The H2A.Z variant As mentioned above, chromatin structure and function in vivo is also thought to be modulated by incorporation of specialized core histone variants. However, the specialized properties imparted by these variants have not been elucidated. Perhaps the histone variant best characterized structurally is H2A.Z, a protein essential for the viability of several organisms (ref. 5 and refs therein), supplying function(s) in chromatin distinct from the major H2A protein18. In yeast H2A.Z appears to be involved in regulation of gene expression both by facilitating chromatin remodeling activities19 and, paradoxically, by establishing a specialized chromatin structure required for silencing mating-type loci20. Interestingly, sequence-swap experiments and an X-ray crystal structure of an H2A-containing nucleosome indicate that the essential biological function of this histone variant is provided by a portion of the H2A.Z C-terminus that is exposed on the surface of the nucleosome21,
22 (Fig. 1). This suggests that H2A.Z mediates interactions between nucleosomes or with other chromatin-associated proteins.

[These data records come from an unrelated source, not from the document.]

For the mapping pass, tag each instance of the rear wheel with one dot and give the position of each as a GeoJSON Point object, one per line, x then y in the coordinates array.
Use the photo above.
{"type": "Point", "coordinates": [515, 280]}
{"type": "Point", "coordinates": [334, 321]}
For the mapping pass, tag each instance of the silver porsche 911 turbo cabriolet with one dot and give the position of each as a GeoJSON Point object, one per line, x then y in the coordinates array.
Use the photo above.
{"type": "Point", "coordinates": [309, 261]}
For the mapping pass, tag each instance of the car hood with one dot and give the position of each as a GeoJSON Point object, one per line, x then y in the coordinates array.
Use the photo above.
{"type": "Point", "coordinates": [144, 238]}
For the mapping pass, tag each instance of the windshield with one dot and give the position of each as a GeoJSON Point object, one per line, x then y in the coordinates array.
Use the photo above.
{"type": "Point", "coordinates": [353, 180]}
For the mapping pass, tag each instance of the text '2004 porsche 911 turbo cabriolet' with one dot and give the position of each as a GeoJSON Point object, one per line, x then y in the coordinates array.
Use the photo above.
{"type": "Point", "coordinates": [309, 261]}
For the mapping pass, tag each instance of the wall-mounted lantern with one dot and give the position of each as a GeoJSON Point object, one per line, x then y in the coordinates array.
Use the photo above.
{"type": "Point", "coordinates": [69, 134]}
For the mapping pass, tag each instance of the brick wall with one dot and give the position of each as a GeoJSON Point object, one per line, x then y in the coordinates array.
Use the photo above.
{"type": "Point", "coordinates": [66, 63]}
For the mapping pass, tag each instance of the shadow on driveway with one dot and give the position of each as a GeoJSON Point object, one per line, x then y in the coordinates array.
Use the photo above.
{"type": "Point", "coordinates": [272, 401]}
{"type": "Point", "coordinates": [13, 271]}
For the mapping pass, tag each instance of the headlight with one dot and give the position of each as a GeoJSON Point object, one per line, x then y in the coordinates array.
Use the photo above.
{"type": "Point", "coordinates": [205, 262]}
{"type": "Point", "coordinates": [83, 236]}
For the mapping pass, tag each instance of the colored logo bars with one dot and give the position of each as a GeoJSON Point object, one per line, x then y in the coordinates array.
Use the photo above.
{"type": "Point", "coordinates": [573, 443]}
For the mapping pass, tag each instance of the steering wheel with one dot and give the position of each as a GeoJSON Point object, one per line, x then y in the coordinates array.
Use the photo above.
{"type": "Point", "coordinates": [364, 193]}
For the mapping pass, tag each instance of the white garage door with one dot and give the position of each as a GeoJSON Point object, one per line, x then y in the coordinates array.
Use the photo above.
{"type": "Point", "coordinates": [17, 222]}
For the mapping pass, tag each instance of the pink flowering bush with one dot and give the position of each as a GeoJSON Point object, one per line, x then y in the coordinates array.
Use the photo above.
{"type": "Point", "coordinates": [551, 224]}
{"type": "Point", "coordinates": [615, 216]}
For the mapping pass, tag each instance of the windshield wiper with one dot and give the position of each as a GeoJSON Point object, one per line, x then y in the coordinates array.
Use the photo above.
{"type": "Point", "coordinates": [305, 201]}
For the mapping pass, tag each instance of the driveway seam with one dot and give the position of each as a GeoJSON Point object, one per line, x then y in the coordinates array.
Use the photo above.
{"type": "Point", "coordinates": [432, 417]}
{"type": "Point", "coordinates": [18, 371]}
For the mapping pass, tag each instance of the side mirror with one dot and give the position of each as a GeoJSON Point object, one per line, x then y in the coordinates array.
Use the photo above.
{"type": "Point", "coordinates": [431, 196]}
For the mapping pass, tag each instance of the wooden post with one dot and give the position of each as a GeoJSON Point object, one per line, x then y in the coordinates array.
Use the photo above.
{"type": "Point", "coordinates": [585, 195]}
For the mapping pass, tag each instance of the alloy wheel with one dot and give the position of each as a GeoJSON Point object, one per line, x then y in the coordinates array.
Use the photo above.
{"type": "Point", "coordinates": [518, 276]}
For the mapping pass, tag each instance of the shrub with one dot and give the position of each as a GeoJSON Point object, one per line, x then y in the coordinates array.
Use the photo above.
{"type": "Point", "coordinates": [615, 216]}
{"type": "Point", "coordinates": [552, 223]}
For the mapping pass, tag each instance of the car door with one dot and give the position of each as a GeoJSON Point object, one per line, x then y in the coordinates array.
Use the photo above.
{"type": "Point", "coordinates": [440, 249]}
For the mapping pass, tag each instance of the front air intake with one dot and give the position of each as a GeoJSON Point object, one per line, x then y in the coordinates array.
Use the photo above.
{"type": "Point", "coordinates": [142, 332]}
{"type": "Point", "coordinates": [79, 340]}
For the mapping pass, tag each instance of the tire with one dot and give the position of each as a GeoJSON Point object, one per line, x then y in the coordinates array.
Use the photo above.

Properties of the variant nucleosome arrays The molecular bases for the observed biological effects of SIN mutants and H2A.Z in vivo have not been adequately defined. Investigations of structure/function relationships in chromatin are often hindered by the complexity and heterogeneity inherent in these structures. A key to the studies of both Horn et al.5 and Fan et al.6 is the use of a well-defined model system consisting of a nucleosomal array reconstituted from purified core histones and a DNA template of tandemly repeated nucleosome positioning sequences. The conformational dynamics of this system have been extensively characterized by analytical ultracentrifugation, nuclease digestion and analytical gel techniques22. In nonphysiological low-salt solutions, the reconstituted array exists as an extended string of nucleosomes that sediments at 29S23, much like the 'beads-on-a-string' structure of native chromatin viewed in electron micrographs prepared under similar conditions1 (Fig. 1b). In solutions at physiological ionic strength this 29S extended structure equilibrates with a 40S folding intermediate and a more rapidly sedimenting 55S structure, reflecting the hydrodynamic behavior expected for a fully compacted chromatin fiber 30 nm in diameter3,
23. Importantly these model chromatin complexes also undergo divalent cation-mediated self-association, a process thought to mimic the longer-range interactions between chromatin fibers necessary for the formation of higher-order chromatin structures3.
Interestingly, Horn et al.5 demonstrate that model nucleosomal arrays reconstitute as efficiently with core histones containing well-characterized SIN mutations in H4 (H4R45C or H4R45H) as with wild type histones and that the SIN nucleosomes exhibit normal resistance to DNA cleavage by a restriction enzyme5. This result strongly suggests that the mutation itself does not yield unstable nucleosomes or structures resembling nucleosomes already 'remodeled' by the activity of SWI/SNF remodeling complexes. Analysis of the arrays by analytical ultracentrifugation and gel mobility assays suggests that the SIN mutation may cause a slight unwrapping of the DNA from the edges of the nucleosomes but nucleosome positioning appears unchanged by the mutation. Thus the biological properties of this particular SIN mutation cannot be easily explained by remodeling-like alterations of nucleosome structure itself.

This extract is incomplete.